Un homme, avec un bel accent commence quasi instantanément à me décrire toutes les pièces du moteur ayant été changées dernièrement. Hum… déjà que j’ai du mal à comprendre une conversation normale, mais alors si il me parle de culasse, d’alternateur ou autre, je vais être paumé. Bref, je me débrouille plus ou moins et crois comprendre que je peux aller voir la voiture maintenant. On tente le coup et allons jusque là.

Surprise, le prix annoncé sur la voiture est passé à 1800$. En admettant que cette voiture soit une bonne affaire, j’avais déjà une réduction assurée de 700$, et c’est tant mieux pour 2500$ il aurait fallu qu’elle soit vraiment très bien. Le vendeur n’habite pas là, mais une dame ronde expirant la fumée de sa cigarette, typiquement “bogan” (terme pour désigner un beauf/baraki ici), nous ouvrira la voiture pour qu’on inspecte toutes les surfaces. Enfin, “on”, pour que François et Simon fassent l’analyse, moi je ne peux rien faire d’autre qu’ouvrir les portières et m’asseoir derrière le volant.

Le compteur affiche 174 000 kilomètres, c’est vraiment très peu pour ce prix. Sur Internet les voitures au même prix ont 300 000 dans le ventre. François lui-même a acheté la même voiture que celle que nous inspectons pour quelques centaines de moins, mais 60 000 kilomètres en plus. Les pneus sont en bon état, l’intérieur aussi. Elle est malheureusement automatique, mais on va pas faire le difficile. A quatre avec le propriétaire, François derrière le volant, nous partons pour le test drive. Mis à part que le démarrage est difficile elle l’air de vraiment bien rouler, les freins sont en bon état aussi. Et tout un tas d’autres trucs que Simon nous traduit au fur et à mesure car nous ne comprenons pas grand chose à ce que cet australien raconte.

Notre force, le français. Au moment où on se retrouve au point initial et que la voiture est adjugée intéressante nous parlons ensemble du prix que nous pourrions proposer.
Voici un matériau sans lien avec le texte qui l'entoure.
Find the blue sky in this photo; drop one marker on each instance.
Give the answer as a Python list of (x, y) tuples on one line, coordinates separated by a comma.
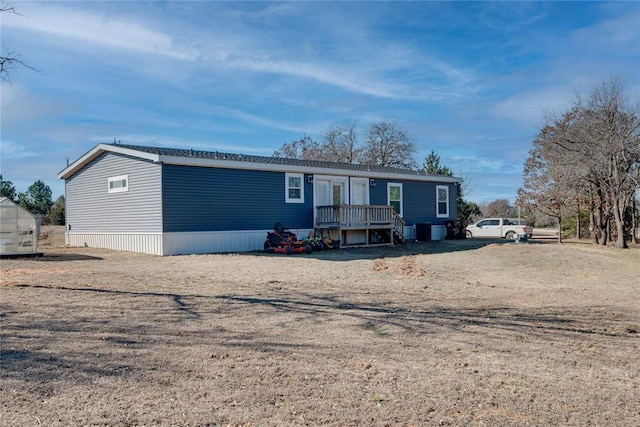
[(469, 80)]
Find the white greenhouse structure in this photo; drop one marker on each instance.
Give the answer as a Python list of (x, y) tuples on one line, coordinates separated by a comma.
[(18, 230)]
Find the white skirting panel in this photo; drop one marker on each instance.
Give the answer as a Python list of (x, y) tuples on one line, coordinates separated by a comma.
[(205, 242), (208, 242), (147, 243)]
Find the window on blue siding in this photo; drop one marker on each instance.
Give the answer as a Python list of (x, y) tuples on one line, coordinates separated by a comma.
[(294, 191), (442, 201), (118, 184)]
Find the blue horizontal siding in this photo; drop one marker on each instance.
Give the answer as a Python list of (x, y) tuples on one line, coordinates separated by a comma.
[(217, 199), (419, 200)]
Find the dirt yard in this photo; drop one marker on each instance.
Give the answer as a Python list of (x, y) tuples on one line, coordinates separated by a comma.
[(438, 333)]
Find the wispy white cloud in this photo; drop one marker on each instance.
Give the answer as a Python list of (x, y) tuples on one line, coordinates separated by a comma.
[(104, 29)]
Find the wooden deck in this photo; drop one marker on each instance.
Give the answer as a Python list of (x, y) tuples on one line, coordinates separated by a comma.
[(361, 225)]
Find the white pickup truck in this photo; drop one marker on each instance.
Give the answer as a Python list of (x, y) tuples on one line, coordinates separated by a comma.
[(498, 227)]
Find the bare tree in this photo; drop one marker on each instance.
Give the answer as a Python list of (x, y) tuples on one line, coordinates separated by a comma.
[(9, 59), (385, 145), (388, 145), (340, 144), (589, 156)]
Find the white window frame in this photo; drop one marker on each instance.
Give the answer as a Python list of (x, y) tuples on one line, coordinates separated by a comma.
[(287, 188), (396, 184), (352, 184), (121, 188), (438, 201)]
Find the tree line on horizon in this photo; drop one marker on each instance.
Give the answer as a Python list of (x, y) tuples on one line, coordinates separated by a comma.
[(37, 200), (584, 167), (383, 144)]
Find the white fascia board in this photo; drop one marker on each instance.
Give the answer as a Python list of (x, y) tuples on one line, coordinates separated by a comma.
[(274, 167), (99, 149)]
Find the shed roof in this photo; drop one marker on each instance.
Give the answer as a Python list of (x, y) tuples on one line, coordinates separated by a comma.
[(192, 157)]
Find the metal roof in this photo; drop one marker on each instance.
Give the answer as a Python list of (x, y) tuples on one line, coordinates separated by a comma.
[(243, 161)]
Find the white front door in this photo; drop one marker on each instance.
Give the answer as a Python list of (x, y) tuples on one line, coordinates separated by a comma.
[(359, 191), (328, 191)]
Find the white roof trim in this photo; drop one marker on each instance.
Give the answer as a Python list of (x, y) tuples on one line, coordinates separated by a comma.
[(233, 164), (99, 149)]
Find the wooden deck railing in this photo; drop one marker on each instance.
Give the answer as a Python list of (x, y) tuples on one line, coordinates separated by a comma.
[(355, 217)]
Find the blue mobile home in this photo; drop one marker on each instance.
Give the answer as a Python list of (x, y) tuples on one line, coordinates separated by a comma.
[(175, 201)]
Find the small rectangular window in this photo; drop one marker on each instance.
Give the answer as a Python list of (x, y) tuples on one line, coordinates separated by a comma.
[(294, 188), (442, 201), (394, 196), (118, 184)]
N’ayant pas confiance en mes talents de négociateur, François annonce 1500$. Le vendeur tire instantanément la gueule. C’est compréhensible d’ailleurs, il avait changé le prix initial de 2500$ aujourd’hui même. Il est conscient qu’il faut changer la batterie et nous propose 1600$. J’accepte !

Je retourne le lendemain avec cette somme en cash. On remplit le document de transfert de rego. Me voilà propriétaire ! Un grand merci à François et Simon car grâce à eux je sais que je fais une bonne affaire, même une très bonne affaire. Le lendemain je ferai les frais d’une nouvelle batterie, 145$ cette saloperie… Avec le coût du transfert et le reste cette voiture me coute 1800$, je ne pouvais pas espérer mieux.